The main entry point for running experiments is a script or notebook that loads the configuration and iterates through the parameter space defined in config.yml.
-
Configure your experiment in
config.yml:- Set the data path, models, and parameter space.
-
Run the experiment:
- The following script demonstrates how to execute a full grid search based on your
config.yml.
- The following script demonstrates how to execute a full grid search based on your
from pathlib import Path
from ml_grid.pipeline.data import pipe
from ml_grid.util.param_space import parameter_space
from ml_grid.util.create_experiment_directory import create_experiment_directory
from ml_grid.util.config_parser import load_config
# Load configuration from config.yml
config = load_config()
# Set project root
project_root = Path().resolve().parent
# Create a unique directory for this experiment run
experiments_base_dir = project_root / config['experiment']['experiments_base_dir']
experiment_dir = create_experiment_directory(
base_dir=experiments_base_dir,
additional_naming=config['experiment']['additional_naming']
)
# Generate the parameter space from the config file
param_space_df = parameter_space(config['param_space']).get_parameter_space()
# Iterate through each parameter combination and run the pipeline
for i, row in param_space_df.iterrows():
local_param_dict = row.to_dict()
print(f"Running experiment {i+1}/{len(param_space_df)} with params: {local_param_dict}")
pipe(
config=config,
local_param_dict=local_param_dict,
base_project_dir=project_root,
experiment_dir=experiment_dir,
param_space_index=i
)If you are using Jupyter, you can also select the kernel created during installation (e.g., Python (ml_grid_env)) directly from the Jupyter interface.
See [ml_grid/tests/unit_test_synthetic.ipynb]
The latest documentation is hosted online and can be viewed here.
This project uses Sphinx for documentation. The documentation includes usage guides and an auto-generated API reference.
To build the documentation locally:
-
Install the documentation dependencies (make sure your virtual environment is activated):
pip install -e .[docs]
-
Build the HTML documentation:
sphinx-build -b html docs/source docs/build
-
Open
docs/build/index.htmlin your web browser to view the documentation.
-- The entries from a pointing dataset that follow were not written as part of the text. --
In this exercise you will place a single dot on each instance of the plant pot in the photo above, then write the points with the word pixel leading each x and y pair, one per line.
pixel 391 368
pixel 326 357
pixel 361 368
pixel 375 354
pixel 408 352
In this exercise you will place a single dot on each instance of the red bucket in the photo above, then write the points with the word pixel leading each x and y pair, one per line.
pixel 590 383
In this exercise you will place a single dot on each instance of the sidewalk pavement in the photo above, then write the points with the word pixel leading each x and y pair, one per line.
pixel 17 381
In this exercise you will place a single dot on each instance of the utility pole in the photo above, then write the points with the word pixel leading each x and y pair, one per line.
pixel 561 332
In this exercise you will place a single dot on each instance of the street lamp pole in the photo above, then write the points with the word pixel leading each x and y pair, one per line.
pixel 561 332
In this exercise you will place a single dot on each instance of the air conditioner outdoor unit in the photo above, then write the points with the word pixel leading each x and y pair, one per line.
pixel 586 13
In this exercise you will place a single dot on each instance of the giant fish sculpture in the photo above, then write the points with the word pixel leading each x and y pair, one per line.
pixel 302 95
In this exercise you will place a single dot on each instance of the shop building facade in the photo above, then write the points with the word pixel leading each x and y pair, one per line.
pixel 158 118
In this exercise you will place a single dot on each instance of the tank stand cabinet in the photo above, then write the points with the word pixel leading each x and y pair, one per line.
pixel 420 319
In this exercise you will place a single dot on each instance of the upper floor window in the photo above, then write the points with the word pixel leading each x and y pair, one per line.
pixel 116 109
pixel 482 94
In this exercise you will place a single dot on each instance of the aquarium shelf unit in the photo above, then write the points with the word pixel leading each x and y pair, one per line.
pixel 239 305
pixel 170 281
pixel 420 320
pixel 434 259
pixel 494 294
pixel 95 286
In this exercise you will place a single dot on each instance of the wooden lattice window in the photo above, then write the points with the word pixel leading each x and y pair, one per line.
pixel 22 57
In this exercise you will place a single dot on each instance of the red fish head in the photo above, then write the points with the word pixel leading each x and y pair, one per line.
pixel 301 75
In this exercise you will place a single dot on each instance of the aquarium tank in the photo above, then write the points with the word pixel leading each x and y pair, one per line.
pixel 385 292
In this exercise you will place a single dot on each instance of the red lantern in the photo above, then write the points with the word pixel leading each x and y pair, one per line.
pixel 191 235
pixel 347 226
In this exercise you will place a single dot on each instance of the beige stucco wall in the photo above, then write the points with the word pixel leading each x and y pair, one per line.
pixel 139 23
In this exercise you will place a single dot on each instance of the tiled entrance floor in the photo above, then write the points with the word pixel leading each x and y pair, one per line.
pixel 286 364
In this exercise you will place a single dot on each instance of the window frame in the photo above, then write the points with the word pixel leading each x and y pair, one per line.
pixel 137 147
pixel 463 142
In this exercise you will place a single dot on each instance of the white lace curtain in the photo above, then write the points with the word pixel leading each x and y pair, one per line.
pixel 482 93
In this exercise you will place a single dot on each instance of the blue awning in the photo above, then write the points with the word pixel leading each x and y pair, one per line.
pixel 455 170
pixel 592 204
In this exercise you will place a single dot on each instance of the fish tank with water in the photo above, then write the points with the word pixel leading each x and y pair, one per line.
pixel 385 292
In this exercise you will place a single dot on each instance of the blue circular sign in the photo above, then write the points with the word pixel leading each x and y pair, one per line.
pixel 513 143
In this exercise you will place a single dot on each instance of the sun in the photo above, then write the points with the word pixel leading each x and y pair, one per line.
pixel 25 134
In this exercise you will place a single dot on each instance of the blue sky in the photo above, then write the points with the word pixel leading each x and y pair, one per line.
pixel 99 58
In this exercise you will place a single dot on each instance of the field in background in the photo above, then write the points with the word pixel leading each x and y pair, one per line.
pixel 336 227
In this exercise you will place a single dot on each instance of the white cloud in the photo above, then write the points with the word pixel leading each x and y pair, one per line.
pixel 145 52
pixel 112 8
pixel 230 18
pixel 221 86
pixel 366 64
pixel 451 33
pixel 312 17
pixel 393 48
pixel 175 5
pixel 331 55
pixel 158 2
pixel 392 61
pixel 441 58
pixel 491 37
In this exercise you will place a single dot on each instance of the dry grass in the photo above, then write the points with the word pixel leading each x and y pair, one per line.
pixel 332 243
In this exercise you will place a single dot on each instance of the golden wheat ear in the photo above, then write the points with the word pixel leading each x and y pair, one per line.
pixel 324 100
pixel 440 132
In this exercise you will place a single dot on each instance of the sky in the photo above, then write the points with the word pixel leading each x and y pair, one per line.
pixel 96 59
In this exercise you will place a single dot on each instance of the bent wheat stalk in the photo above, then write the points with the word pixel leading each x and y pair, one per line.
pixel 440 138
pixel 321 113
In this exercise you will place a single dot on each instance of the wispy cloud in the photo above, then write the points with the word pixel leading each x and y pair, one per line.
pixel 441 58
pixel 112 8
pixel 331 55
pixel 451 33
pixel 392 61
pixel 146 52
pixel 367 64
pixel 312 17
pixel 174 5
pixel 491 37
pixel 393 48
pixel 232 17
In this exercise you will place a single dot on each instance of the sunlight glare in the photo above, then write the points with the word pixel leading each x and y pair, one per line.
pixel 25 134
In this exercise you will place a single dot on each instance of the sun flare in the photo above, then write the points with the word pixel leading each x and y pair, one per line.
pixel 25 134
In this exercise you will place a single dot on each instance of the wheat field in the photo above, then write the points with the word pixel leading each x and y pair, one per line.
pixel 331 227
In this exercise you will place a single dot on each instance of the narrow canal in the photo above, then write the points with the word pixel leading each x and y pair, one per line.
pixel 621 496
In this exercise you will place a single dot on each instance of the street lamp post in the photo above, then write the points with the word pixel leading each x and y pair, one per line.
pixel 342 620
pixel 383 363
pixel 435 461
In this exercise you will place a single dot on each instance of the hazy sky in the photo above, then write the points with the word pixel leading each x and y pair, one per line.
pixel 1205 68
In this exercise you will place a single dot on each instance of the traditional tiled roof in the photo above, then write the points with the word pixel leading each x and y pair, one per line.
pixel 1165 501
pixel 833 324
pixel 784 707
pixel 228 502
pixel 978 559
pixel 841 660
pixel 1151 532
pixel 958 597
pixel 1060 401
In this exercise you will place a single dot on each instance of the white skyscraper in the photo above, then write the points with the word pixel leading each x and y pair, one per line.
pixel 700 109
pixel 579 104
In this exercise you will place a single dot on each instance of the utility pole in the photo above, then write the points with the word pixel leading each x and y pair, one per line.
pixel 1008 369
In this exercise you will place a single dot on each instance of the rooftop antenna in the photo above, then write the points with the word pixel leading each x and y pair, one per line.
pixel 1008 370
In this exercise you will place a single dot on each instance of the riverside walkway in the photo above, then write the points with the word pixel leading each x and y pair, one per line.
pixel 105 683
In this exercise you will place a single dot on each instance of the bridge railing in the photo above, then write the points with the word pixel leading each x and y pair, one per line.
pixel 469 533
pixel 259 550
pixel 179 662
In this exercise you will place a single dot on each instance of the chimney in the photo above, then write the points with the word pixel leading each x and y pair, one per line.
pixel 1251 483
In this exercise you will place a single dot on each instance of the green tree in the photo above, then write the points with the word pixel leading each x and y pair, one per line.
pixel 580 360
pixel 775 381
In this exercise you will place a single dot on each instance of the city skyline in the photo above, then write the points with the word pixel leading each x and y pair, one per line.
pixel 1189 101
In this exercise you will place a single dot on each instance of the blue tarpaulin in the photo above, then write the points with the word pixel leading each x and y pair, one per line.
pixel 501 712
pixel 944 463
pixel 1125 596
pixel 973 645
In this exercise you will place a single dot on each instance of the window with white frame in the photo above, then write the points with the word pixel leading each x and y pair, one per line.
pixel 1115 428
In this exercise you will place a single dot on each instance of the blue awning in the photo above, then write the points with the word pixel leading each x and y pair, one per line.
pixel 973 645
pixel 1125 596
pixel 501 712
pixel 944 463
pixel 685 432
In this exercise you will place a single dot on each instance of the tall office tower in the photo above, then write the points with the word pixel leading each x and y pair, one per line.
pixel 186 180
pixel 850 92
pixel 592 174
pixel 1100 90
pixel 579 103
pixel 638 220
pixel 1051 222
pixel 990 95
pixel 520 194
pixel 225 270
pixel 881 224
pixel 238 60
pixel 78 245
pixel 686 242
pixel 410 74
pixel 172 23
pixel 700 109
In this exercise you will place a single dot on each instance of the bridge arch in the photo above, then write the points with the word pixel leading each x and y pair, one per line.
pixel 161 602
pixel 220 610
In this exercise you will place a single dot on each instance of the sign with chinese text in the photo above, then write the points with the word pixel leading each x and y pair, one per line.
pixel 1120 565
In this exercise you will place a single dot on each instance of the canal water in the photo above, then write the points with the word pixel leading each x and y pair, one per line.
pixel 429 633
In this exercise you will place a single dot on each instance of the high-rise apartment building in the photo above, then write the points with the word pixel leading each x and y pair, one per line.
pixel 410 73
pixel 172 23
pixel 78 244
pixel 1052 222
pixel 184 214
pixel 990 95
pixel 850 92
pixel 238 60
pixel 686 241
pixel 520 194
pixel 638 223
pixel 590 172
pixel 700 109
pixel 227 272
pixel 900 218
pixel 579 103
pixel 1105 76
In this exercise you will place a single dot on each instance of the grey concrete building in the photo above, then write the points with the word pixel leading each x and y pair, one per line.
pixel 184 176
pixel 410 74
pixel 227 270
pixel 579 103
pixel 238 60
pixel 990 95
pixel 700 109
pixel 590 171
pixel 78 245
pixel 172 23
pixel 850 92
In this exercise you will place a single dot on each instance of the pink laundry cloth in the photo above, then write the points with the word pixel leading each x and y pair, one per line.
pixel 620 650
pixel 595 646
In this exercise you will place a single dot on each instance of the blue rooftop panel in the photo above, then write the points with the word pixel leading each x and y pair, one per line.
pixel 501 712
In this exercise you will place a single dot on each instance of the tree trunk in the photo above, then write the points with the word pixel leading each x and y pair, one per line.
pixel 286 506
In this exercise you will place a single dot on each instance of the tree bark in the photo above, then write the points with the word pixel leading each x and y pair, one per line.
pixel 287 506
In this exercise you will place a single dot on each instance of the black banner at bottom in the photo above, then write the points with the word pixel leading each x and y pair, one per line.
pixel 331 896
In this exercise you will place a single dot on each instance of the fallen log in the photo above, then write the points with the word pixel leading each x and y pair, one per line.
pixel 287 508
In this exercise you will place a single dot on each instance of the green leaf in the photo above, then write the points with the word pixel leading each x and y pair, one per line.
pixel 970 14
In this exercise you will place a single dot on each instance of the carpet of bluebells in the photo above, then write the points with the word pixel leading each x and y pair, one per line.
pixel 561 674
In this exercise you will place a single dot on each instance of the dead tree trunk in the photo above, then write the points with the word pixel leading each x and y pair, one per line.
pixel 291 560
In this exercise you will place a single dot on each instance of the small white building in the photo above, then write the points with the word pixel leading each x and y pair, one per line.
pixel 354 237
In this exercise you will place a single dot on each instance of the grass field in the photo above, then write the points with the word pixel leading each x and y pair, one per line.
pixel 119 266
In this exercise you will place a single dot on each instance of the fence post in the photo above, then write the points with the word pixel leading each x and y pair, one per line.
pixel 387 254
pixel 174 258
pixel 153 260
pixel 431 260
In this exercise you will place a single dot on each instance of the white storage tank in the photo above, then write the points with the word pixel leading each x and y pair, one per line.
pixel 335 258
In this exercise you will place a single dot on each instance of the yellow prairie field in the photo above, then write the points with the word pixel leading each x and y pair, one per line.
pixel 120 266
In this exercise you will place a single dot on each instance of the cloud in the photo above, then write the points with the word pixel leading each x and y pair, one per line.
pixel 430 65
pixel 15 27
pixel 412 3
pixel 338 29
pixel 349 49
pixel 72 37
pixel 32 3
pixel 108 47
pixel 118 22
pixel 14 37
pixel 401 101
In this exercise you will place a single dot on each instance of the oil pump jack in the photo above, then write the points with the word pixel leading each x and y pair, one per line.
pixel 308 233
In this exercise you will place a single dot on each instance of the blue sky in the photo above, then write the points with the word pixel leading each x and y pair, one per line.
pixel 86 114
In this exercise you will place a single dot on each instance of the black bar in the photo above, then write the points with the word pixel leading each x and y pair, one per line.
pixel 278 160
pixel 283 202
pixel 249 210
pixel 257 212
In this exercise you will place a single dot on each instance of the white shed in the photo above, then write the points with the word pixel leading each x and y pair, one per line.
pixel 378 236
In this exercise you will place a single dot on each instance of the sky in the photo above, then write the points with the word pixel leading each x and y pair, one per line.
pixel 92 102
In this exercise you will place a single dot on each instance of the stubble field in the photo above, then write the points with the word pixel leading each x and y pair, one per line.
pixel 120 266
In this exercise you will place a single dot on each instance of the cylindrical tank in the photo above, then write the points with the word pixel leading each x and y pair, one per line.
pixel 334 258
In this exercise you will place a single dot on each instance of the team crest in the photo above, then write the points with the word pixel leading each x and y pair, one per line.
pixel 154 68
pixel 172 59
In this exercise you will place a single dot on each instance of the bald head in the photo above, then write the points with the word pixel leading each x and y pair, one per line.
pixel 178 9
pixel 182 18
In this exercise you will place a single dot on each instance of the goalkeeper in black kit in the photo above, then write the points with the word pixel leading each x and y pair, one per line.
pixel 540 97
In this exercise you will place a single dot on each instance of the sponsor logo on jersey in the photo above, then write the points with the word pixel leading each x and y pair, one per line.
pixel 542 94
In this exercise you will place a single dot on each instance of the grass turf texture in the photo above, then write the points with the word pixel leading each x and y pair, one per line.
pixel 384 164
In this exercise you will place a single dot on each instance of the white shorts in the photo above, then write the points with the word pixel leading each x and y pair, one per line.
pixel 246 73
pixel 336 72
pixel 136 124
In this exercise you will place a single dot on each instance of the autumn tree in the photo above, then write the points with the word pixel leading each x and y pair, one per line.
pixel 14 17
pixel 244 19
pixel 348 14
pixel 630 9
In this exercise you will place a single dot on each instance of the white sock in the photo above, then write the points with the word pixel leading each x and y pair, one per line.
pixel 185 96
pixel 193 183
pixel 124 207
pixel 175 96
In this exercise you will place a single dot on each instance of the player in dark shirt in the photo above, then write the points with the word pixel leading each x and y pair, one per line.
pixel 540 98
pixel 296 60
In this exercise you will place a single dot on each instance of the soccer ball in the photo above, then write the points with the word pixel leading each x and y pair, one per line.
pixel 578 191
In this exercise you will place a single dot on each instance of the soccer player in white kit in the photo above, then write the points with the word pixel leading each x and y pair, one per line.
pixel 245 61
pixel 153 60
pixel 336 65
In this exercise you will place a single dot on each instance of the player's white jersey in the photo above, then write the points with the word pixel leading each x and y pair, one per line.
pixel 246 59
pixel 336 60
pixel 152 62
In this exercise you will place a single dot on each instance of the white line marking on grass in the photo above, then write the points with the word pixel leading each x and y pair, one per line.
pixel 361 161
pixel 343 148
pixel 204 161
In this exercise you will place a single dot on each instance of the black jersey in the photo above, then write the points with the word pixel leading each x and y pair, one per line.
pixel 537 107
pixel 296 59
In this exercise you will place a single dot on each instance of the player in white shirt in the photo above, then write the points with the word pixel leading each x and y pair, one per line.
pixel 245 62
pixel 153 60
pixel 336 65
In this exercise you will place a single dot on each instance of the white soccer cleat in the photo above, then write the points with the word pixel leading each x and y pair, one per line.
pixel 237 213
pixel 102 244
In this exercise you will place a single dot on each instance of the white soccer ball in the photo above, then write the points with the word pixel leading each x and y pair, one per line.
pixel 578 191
The repository is organized to separate concerns, making it easier to navigate and extend.
.
├── assets/ # Mermaid diagrams and other assets
├── docs/ # Sphinx documentation source and build files
├── ml_grid/ # Main source code for the library
│ ├── model_classes/ # Standard classifier wrappers
│ ├── model_classes_time_series/ # Time-series classifier wrappers
│ ├── pipeline/ # Core data processing and pipeline logic
│ ├── results_processing/ # Tools for aggregating and plotting results
│ └── util/ # Utility functions and global parameters
├── tests/ # Unit and integration tests
├── install.sh # Installation script for Unix/Linux
└── install.bat # Installation script for Windows
If you would like to contribute to this project, please follow these steps:
Fork the repository on GitHub. Create a new branch for your feature or bug fix. Make your changes and commit them with descriptive commit messages. Push your changes to your fork. Create a pull request to the main repository's master branch.
This project is licensed under the MIT License - see the LICENSE file for details.